Suddenly, the star of the evening emerged from the garage carrying two torches like the ones used by jugglers. The slender redhead lit each one in turn from the flaming coffee cans, then stepped to the center of the circle. She nodded slightly to her nephew, the soundman for the show.
The techno beat of the Propellerheads shattered the serenity as Rebecca Firestone, hands grasping the blazing torches, swung her arms over her head and across her body, the flames leaving streaks of light in their wake. Dressed in high-heel boots, black leather bell bottoms and halter top, she twirled and whirled inside the chalk outline as if it were a circus ring and thousands were watching instead of just a dozen.
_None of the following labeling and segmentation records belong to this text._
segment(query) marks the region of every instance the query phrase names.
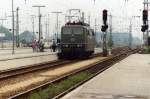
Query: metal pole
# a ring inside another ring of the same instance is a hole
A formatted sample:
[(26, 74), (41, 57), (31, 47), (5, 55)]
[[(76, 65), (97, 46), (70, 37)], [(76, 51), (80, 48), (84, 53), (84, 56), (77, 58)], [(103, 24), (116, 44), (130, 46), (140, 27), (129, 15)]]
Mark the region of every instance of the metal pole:
[(110, 25), (110, 30), (109, 30), (109, 32), (110, 32), (110, 38), (109, 38), (109, 40), (110, 40), (110, 45), (109, 45), (109, 47), (110, 47), (110, 52), (111, 52), (111, 50), (112, 50), (112, 46), (113, 46), (113, 40), (112, 40), (112, 15), (110, 14), (110, 20), (109, 20), (110, 22), (109, 22), (109, 25)]
[(16, 13), (16, 47), (19, 47), (19, 7), (17, 8), (17, 13)]
[(41, 15), (41, 12), (40, 12), (40, 8), (41, 7), (45, 7), (45, 6), (32, 6), (32, 7), (38, 7), (38, 13), (39, 13), (39, 42), (41, 41), (41, 17), (42, 17), (42, 15)]
[(129, 47), (132, 48), (132, 18), (130, 19), (129, 26)]
[(14, 0), (12, 0), (12, 33), (13, 33), (13, 45), (12, 45), (12, 54), (15, 54), (15, 34), (14, 34)]
[(56, 41), (57, 41), (57, 43), (58, 43), (58, 39), (59, 39), (59, 38), (58, 38), (58, 24), (59, 24), (59, 23), (58, 23), (58, 17), (59, 17), (59, 14), (62, 13), (62, 12), (52, 12), (52, 13), (55, 13), (55, 14), (56, 14), (56, 29), (57, 29), (57, 30), (56, 30)]
[[(148, 11), (148, 0), (147, 0), (147, 11)], [(149, 26), (148, 18), (147, 18), (147, 25)], [(148, 36), (149, 36), (149, 29), (147, 30), (147, 46), (148, 46)]]
[(34, 31), (34, 15), (31, 15), (32, 16), (32, 32), (33, 32), (33, 40), (35, 40), (35, 31)]

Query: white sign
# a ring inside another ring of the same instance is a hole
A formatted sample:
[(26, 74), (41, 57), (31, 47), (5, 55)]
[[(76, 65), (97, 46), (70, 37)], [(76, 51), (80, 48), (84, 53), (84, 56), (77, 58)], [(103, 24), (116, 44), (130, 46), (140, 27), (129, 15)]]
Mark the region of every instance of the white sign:
[(0, 33), (0, 37), (5, 37), (5, 33)]

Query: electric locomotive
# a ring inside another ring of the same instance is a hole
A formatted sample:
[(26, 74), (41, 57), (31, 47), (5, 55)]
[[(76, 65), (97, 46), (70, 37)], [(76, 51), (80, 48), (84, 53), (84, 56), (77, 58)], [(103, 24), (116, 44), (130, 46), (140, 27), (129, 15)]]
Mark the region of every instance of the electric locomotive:
[(61, 28), (58, 58), (89, 57), (94, 53), (95, 34), (84, 22), (66, 23)]

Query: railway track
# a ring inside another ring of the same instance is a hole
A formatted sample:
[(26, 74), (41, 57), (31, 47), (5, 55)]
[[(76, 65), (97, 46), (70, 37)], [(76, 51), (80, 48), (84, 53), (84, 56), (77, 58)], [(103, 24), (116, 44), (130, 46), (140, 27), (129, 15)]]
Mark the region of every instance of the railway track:
[(30, 90), (24, 91), (22, 93), (19, 93), (17, 95), (14, 95), (12, 97), (10, 97), (9, 99), (26, 99), (28, 96), (30, 96), (30, 94), (32, 92), (38, 91), (39, 89), (44, 89), (46, 87), (48, 87), (50, 84), (55, 84), (58, 83), (62, 80), (67, 79), (70, 76), (76, 75), (78, 73), (81, 73), (83, 71), (88, 71), (90, 73), (93, 74), (93, 76), (91, 76), (90, 78), (81, 81), (80, 83), (77, 83), (76, 85), (72, 86), (71, 88), (57, 94), (55, 97), (53, 97), (54, 99), (59, 99), (60, 97), (64, 96), (65, 94), (69, 93), (70, 91), (72, 91), (73, 89), (75, 89), (76, 87), (80, 86), (81, 84), (85, 83), (86, 81), (90, 80), (91, 78), (95, 77), (96, 75), (98, 75), (99, 73), (103, 72), (104, 70), (108, 69), (110, 66), (112, 66), (113, 64), (115, 64), (116, 62), (124, 59), (125, 57), (127, 57), (130, 54), (136, 53), (138, 50), (124, 50), (121, 51), (120, 54), (111, 56), (109, 58), (103, 59), (102, 61), (96, 62), (94, 64), (90, 64), (89, 66), (83, 67), (83, 68), (79, 68), (77, 70), (74, 70), (73, 72), (64, 74), (60, 77), (58, 77), (57, 79), (48, 81), (40, 86), (34, 87)]
[[(94, 54), (92, 57), (97, 57), (100, 55), (102, 54), (98, 53), (98, 54)], [(36, 72), (36, 71), (47, 69), (47, 68), (54, 68), (54, 67), (56, 68), (57, 66), (74, 63), (77, 61), (80, 61), (80, 59), (72, 60), (72, 61), (71, 60), (55, 60), (55, 61), (49, 61), (49, 62), (44, 62), (44, 63), (39, 63), (39, 64), (33, 64), (29, 66), (23, 66), (23, 67), (19, 67), (15, 69), (3, 70), (3, 71), (0, 71), (0, 80), (23, 75), (26, 73)]]

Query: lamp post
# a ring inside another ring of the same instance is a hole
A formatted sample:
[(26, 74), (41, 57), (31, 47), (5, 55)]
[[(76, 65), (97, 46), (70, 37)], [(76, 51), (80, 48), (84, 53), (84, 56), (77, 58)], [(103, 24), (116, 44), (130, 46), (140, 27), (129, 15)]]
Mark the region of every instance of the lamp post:
[(140, 16), (132, 16), (130, 19), (130, 25), (129, 25), (129, 47), (132, 48), (132, 43), (133, 43), (133, 39), (132, 39), (132, 21), (133, 18), (140, 18)]
[(41, 12), (40, 12), (40, 8), (45, 7), (45, 6), (36, 5), (36, 6), (32, 6), (32, 7), (37, 7), (39, 10), (39, 40), (38, 41), (40, 42), (40, 40), (41, 40), (41, 17), (42, 17)]
[(52, 12), (52, 13), (55, 13), (56, 14), (56, 17), (57, 17), (57, 19), (56, 19), (56, 29), (57, 29), (57, 32), (56, 32), (56, 42), (58, 43), (58, 25), (59, 25), (59, 22), (58, 22), (58, 17), (59, 17), (59, 14), (61, 14), (62, 12), (58, 12), (58, 11), (56, 11), (56, 12)]
[(14, 0), (12, 0), (12, 40), (13, 40), (13, 45), (12, 45), (12, 54), (15, 54), (15, 33), (14, 33)]

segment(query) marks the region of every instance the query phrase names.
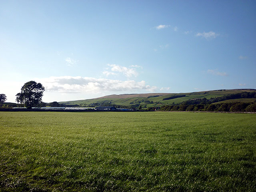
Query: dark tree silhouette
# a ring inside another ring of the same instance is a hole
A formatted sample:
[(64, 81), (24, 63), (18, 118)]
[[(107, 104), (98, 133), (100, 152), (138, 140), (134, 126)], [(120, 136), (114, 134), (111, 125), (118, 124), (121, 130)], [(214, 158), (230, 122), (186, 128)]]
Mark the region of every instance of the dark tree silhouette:
[(42, 102), (44, 87), (40, 83), (30, 81), (21, 88), (21, 92), (16, 95), (16, 100), (28, 108), (35, 106)]

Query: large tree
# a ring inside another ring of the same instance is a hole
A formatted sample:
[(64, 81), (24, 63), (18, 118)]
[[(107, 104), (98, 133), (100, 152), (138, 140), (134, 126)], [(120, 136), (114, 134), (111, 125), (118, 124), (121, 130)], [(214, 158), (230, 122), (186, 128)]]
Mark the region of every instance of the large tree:
[(40, 83), (30, 81), (21, 88), (21, 92), (16, 95), (16, 100), (27, 107), (35, 106), (42, 102), (44, 87)]
[(7, 99), (5, 94), (0, 94), (0, 104), (2, 104)]

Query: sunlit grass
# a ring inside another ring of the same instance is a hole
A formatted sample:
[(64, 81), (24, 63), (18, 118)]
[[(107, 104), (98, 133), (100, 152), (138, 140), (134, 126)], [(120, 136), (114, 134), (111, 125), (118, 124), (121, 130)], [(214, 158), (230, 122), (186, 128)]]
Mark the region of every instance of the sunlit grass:
[(255, 191), (256, 115), (0, 112), (0, 190)]

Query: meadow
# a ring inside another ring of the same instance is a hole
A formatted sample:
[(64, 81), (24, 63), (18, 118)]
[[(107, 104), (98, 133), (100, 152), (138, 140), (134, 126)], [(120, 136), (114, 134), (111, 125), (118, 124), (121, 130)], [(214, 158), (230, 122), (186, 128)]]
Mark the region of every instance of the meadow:
[(256, 191), (256, 114), (0, 112), (1, 191)]

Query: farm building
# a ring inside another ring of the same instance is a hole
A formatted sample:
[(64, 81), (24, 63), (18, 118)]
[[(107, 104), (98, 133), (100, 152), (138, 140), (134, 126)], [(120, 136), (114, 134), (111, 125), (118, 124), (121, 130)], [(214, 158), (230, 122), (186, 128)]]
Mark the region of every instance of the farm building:
[(96, 107), (95, 109), (96, 110), (116, 110), (116, 108), (114, 107), (106, 106), (106, 107)]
“This was a total surprise for all of us,” said Dr. Fran Cantor, Firestone’s sister-in-law. “She’d talked about it a little bit but we had no idea she could do this. Sometimes, you just never know the hidden talents of the people you’re related to.”
Fire dancing is what Firestone said she does “for fun” at home in California. Heavily influenced by Middle Eastern dance, modern dance as well as Barnum & Bailey, Rebecca Firestone took up the art about 21/2 years ago. She said that there are a large number of fire dancers in the San Francisco area and she picked up her skills from an informal group rather than a school or organized troupe.
In addition to her “torch dance,” Firestone also performed two numbers using burning staves. At one point, she balanced one of them on her head while twirling the other in front of her. Its blazing ends briefly illuminated her features as it swung past her face.
These two dances drew heavily from the belly dancing tradition. The music had a distinct Middle Eastern flavor and Firestone’s costumes were similar to those worn by the belly dancing group based in Bangor. It is the fire that set her performances apart from any regularly done, at least publicly, in northern Maine.
When Firestone got off the plane toting the 5-foot torches in a carrying case, her nephew thought she’d brought along her golf clubs. He is unsure whether fire dancing is an art he’d like to pursue.
“It does look kind of exciting, but scary, too,” Owen Firestone observed after his aunt’s pyrotechnic performance. “She’s really daring.”
Rebecca Firestone has had an eclectic life and career. Born and raised in New Jersey, she took dance lessons for years before taking up the martial art, aikido. That lead to the study of Kupigana Ngumi, an African martial art and, later, kung fu and yoga. She found these pursuits gave her a needed release from the stress of working and writing for computer software firms in Boston.
A 1986 graduate of Oberlin College with a degree in Asian studies, Firestone has traveled extensively for work and pleasure. She lived on a kibbutz while still in her teens, then visited London, Munich, Bordeaux and cities in Austria, Australia and Malaysia.
“I try to practice everyday,” she said of her latest hobby. “I’m actually not very agile. It takes me a while before I get good at anything physical. There’s a long period where I’m not very good. But when I get past that, it’s very nice.”
She does perform occasionally with a group of dancers, fire and nonfire, in the Bay Area, but she is not interested in becoming a professional. Firestone said many of her fellow fire dancers attend a circus school in San Francisco and her dancing is influenced more by that performance aspect than any others.
“I don’t really like to do it for money,” she confessed. “The best way to have fun is to do it for friends. If I did it for money, I’d have to be more authentic. I’d like to develop my performance skills more. I’m technically good, but I need to work on my ability to project a personality.”
Those who witnessed her performance disagreed. Her character shown as brightly and boldly in the moonlight as did the flames swirling around her slender body.